Album Review: Laura Marling, I Speak Because I Can, Laura Marling

Laura Marling suffers the scrutiny common to many female artists. An obsession with her personal life, from her hair cut to her love affairs, which can sometimes take precedence over her music. In Marling’s case the situation was exacerbated of course after Charlie Fink bared his soul about their break up on The First Days of Spring. It is disappointing none-the-less for an artist like Marlin, whose contribution to British music should not be underestimated.

Out of all the artists on the anti-folk scene, Marling has probably been the most successful. Her Mercury Music Prize nomination for her debut, Alas I Can Not Swim, brought her music to a wider audience. Certainly on the blogosphere there was much anticipation for her second album, and whether it could match the virtuosity of the first.

Now it is here the general consensus seems to be that there has been a maturity in her sound, which is no doubt helped by the production. Where as Alas I Can Not Swim was produced by Charlie Fink, production for I Speak Because I Can has been handed over Ethan Johns, who has worked with the likes of the Kings of Leon. The sound is fuller and bolder, building to its gut wrenching crescendo in Alpha Shallows. It’s the kind of track that makes you want to cry, although you don’t really know why.

The album is by no means all bells and whistles. Fans of the simpler side of folk should delight in the striped down melancholy of What He Wrote or the Joni Mitchell-esque Rambling Man. From these to the rockabily stylings of Nature of Dust, the album is certainly one of diversity.
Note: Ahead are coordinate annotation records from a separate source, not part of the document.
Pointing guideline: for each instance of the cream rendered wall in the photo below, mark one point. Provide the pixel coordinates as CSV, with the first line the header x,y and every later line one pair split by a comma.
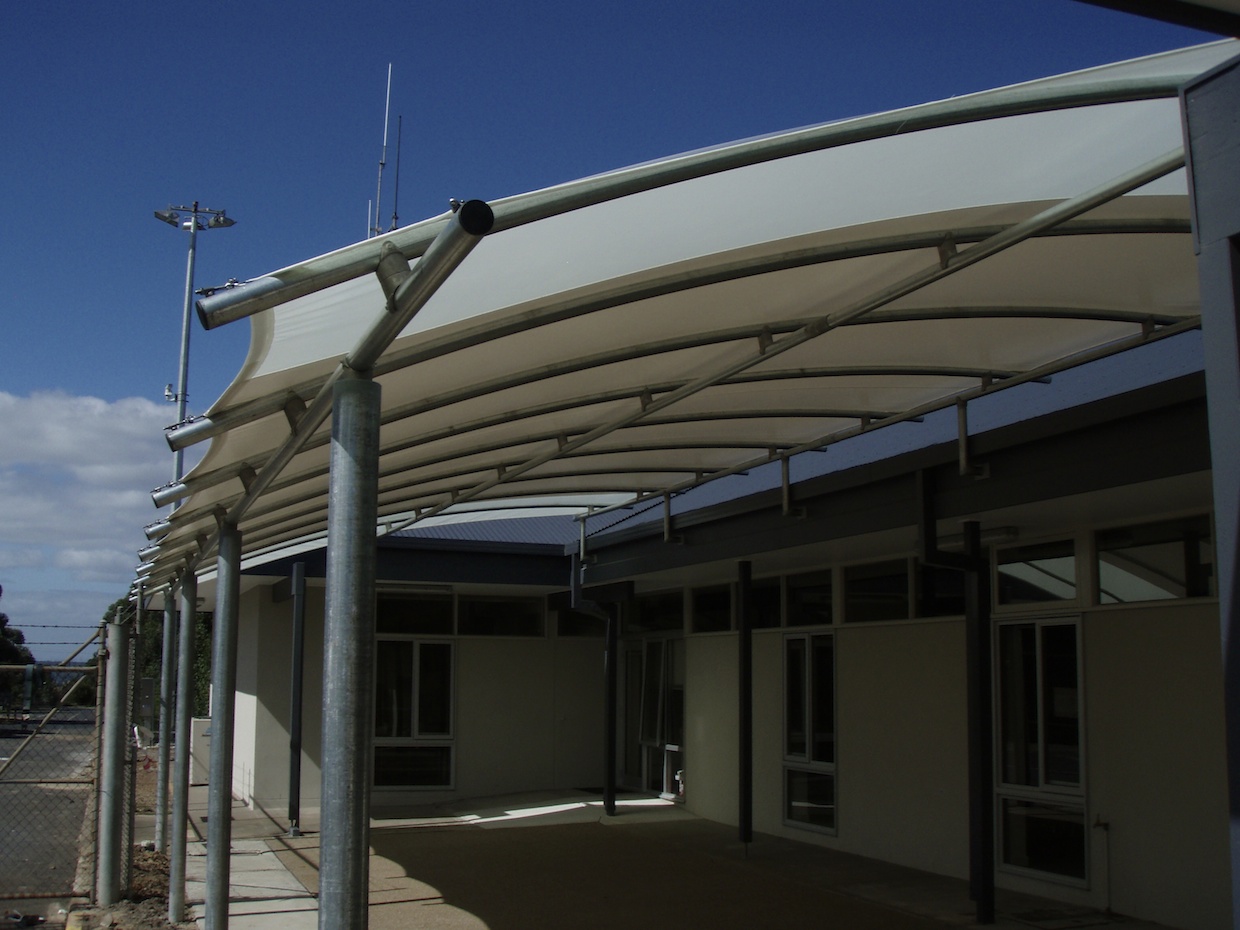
x,y
711,739
902,784
1156,763
246,708
264,683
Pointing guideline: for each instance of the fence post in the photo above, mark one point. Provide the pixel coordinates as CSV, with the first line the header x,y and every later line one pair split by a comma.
x,y
112,779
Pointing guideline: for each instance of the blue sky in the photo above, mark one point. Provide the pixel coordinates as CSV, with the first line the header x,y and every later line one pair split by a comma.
x,y
274,112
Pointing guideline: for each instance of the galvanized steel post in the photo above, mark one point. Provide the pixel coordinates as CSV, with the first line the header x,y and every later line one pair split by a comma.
x,y
166,701
299,635
181,769
349,660
112,769
223,687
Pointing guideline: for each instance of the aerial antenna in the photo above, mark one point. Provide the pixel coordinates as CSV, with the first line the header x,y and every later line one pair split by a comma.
x,y
378,191
396,191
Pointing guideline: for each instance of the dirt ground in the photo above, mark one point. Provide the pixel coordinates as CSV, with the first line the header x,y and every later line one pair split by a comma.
x,y
145,907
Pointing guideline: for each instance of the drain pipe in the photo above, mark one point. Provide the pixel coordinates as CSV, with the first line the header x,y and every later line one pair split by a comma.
x,y
181,769
223,688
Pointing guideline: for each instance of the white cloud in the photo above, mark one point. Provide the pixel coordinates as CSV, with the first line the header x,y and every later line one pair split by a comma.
x,y
76,475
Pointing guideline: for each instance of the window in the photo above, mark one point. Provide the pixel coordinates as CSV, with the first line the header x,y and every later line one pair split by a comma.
x,y
1042,804
712,609
764,604
877,592
809,599
1156,561
500,616
413,713
652,613
810,732
1037,574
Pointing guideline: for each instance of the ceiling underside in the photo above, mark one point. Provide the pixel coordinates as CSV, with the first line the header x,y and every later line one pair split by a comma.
x,y
641,332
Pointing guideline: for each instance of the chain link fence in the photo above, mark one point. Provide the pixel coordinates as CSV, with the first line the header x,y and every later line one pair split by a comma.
x,y
50,737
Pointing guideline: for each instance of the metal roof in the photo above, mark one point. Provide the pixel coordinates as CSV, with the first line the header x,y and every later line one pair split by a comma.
x,y
640,332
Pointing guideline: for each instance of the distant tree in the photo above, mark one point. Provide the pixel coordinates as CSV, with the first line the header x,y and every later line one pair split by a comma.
x,y
13,642
13,651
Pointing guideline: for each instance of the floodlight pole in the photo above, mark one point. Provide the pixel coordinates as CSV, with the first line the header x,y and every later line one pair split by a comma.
x,y
172,216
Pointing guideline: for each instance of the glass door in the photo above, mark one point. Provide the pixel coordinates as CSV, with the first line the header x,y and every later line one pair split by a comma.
x,y
656,716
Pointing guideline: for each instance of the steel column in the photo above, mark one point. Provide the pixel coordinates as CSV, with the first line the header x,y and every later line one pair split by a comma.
x,y
299,625
166,703
610,678
981,752
745,707
223,698
349,655
181,768
1213,141
112,768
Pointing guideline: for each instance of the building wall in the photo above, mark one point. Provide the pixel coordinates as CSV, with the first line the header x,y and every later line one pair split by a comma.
x,y
528,712
1156,763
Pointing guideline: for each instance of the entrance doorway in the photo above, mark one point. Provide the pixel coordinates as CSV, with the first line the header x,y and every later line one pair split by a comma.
x,y
654,758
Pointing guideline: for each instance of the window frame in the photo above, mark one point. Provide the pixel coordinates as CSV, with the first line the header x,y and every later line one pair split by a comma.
x,y
805,761
418,739
1045,792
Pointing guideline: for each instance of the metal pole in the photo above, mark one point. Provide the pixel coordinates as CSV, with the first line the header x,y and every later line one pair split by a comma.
x,y
223,687
349,660
610,676
112,780
745,708
182,381
299,625
981,779
181,769
166,701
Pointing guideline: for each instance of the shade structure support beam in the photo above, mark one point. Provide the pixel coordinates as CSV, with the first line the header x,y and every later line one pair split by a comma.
x,y
1014,234
112,769
181,769
299,635
981,753
166,703
745,703
1213,140
223,690
407,292
349,657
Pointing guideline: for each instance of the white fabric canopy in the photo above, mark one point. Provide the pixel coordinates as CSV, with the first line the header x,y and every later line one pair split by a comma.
x,y
641,331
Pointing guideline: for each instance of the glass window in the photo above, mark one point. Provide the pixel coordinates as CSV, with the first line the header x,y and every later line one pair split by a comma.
x,y
877,592
574,623
413,766
809,599
393,690
810,799
413,713
712,609
1045,837
418,614
1039,704
500,616
764,604
810,730
1037,574
656,611
941,592
1156,561
1042,809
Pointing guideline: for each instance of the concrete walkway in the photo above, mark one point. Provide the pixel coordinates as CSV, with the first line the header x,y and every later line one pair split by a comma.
x,y
553,861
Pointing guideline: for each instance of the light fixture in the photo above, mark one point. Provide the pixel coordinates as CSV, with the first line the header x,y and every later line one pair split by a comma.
x,y
172,216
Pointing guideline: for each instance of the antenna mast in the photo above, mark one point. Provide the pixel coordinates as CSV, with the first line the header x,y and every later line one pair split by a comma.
x,y
378,191
396,192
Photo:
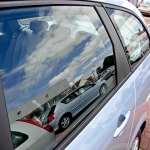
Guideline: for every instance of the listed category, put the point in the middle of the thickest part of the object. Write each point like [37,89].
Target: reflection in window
[18,138]
[60,63]
[132,33]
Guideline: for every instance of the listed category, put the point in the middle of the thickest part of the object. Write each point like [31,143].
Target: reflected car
[144,7]
[30,134]
[136,53]
[106,74]
[59,115]
[144,44]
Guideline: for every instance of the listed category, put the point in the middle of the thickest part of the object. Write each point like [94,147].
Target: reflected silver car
[60,114]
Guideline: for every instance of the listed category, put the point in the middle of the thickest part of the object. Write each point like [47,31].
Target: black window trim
[120,77]
[5,134]
[122,42]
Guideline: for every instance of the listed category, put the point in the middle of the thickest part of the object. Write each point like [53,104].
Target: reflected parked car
[144,44]
[136,53]
[30,134]
[106,74]
[144,7]
[60,114]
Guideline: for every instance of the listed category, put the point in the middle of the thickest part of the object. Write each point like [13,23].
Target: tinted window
[68,99]
[132,34]
[18,138]
[55,52]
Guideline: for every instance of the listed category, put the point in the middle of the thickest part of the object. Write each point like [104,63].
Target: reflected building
[37,103]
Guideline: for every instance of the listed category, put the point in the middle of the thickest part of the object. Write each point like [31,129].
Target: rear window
[18,138]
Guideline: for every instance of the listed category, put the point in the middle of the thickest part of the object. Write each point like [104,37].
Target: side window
[87,87]
[68,99]
[54,54]
[132,33]
[18,138]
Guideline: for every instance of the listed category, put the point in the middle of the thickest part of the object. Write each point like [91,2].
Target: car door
[71,104]
[87,94]
[112,126]
[75,36]
[140,67]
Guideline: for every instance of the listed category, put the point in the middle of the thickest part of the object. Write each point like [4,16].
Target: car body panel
[126,99]
[106,120]
[38,138]
[77,104]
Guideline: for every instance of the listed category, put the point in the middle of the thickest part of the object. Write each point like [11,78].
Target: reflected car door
[73,105]
[108,130]
[88,94]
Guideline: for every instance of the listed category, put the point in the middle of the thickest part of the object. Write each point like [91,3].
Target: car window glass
[54,55]
[87,87]
[81,90]
[18,138]
[132,34]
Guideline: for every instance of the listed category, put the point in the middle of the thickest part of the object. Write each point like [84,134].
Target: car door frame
[122,69]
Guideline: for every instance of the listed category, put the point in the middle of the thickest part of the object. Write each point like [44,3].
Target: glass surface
[18,138]
[58,65]
[132,33]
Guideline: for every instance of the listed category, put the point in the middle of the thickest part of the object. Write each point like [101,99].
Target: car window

With so much of the female new music market dominated by the much debated kooky women brigade, its refreshing to listen to an artist of such sincerity and depth. Where Marling will go from here, and how long she lasts, is anyone’s guess. In my mind she deserves however to became the sound, if not the voice of a generation.

Sunday, 21 March 2010

Albums That Shaped My Life: Phantom Power, Super Fury Animals

I like dogs. They have wet noses and waggy tails. In fact I like a lot of animals. In many cases I like animals a lot more than humans. They’re less than complicated.

So it stands to reason that I should like a band called Super Fury Animals. Yet it took me an astoundingly long time to get into them. I was aware of them but they were slightly off my radar. In fact I just looked it up and it was nearly 10 years before I finally noticed them. That’s shocking, because they’re a great band. A really great band!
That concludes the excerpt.